How I'm Living a Limitless Life, Even With Chronic Pain
“And here you are living despite it all.”
Rupi Kaur’s single line of poetry relates the struggles of a spoonie in the simplest of ways. It’s not corny, it’s not exaggerated, it’s just plain true. We are all here, alive, moving forward… at whatever pace it may be, regardless of the cards we’ve been dealt. What a simple and empowering statement.
Yet it should not be interpreted that living is merely enough… we shouldn’t settle for just being alive. Because we are alive, anything is possible.
I’ve lived nearly half of my life with a chronic illness. Fourteen years of waking up and feeling pain someplace or everyplace on my body. Most days I rally and rise, go to work and out with friends, try my hand at physical fitness and clean my apartment. Some days I lie motionless because the physical pain is too much to bear or the mental exhaustion is overwhelming. As a spoonie, it’s the balance of both of these kind of days that is necessary for my success as a person.
At the beginning of my fight I was 50/50. Half good days, half bad. For a while I was fine with that. For every fun day I had out of bed… going to high school like a regular kid, I had one down day to watch Oprah and eat frozen cookie dough (yes, Oprah was still on air). And by fine with it I mean I was pretty damn depressed but chalked it all up to teenage angst — and I was a teen who actually had something real to be angsty about.
A year into my battle I started wanting to stay home even on days I felt OK enough to go out. The reality of being in pain forever had hit me hard. This is who I was and who I’d always be. I obsessed over thoughts of never being normal and how my illness would make me less than everyone else. I had been diagnosed with fibromyalgia and this strange new word became as important as my own name was to me.
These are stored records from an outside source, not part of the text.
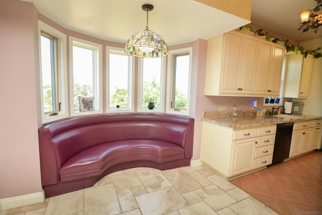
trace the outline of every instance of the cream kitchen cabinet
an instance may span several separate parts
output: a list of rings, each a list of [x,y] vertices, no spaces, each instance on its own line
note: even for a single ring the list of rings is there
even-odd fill
[[[210,39],[205,95],[253,95],[259,41],[236,31]]]
[[[307,98],[309,95],[313,56],[302,54],[287,56],[284,96],[287,98]]]
[[[273,159],[276,125],[233,129],[203,122],[201,160],[226,179],[265,167]]]
[[[309,150],[313,151],[317,149],[321,142],[322,119],[313,121],[313,128],[312,128],[312,133],[311,135],[311,138]]]
[[[297,156],[309,151],[313,121],[295,122],[293,127],[289,157]]]
[[[284,47],[260,41],[255,94],[279,96],[284,58]]]

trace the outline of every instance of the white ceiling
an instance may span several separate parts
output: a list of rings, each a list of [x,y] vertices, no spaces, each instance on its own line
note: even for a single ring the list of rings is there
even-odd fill
[[[192,0],[23,0],[63,27],[104,40],[126,43],[133,33],[145,29],[146,13],[152,5],[149,29],[168,45],[208,39],[238,28],[249,21]],[[253,0],[251,21],[300,41],[322,36],[297,31],[298,13],[312,9],[314,0]]]
[[[319,29],[316,33],[312,30],[305,33],[297,30],[301,25],[299,13],[314,8],[316,2],[314,0],[253,0],[252,2],[252,23],[300,41],[322,37],[322,29]]]

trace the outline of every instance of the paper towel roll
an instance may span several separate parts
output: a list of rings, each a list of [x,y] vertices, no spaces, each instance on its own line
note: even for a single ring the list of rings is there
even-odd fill
[[[291,114],[292,113],[292,106],[293,102],[285,102],[284,103],[284,107],[285,108],[285,113]]]

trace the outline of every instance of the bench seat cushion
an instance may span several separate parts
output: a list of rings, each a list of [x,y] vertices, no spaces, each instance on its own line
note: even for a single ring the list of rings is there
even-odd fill
[[[60,181],[99,175],[122,160],[140,159],[162,163],[184,158],[184,149],[178,145],[153,139],[132,139],[101,144],[82,151],[67,160],[59,171]]]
If someone were to ask me who I was at that time, I would have immediately thought of my illness and not of my talents and passions and goals.
I look back now and realize I placed limitations on myself simply because I was sick and not because I truly couldn’t accomplish something. I’d immediately assume I wasn’t able to climb three flights of steps rather than try to and fail. I was afraid of proving myself right, facing the reality that I was a young woman with a disability. Declaring that “I can’t” was on my own terms, giving me a sliver of control over the pain. Do I blame myself for handling my condition this way? Absolutely not. It took me a long time to notice that my pain wasn’t always in my way — I was.
Here I am at 29 years old, 14 years after my original diagnosis, with the addition of a few other conditions and plenty of experience with the ups and downs of having a chronic illness. My symptoms sometimes limit me but I have a limitless life. It’s limitless because I no longer hold myself back from experiencing things out of fear that my pain might stop me. Whether I’m trying a new exercise with my personal trainer or committing to a work assignment, I say yes before my body says no. It’s important to listen to your body, but hey, at least give it a chance to speak.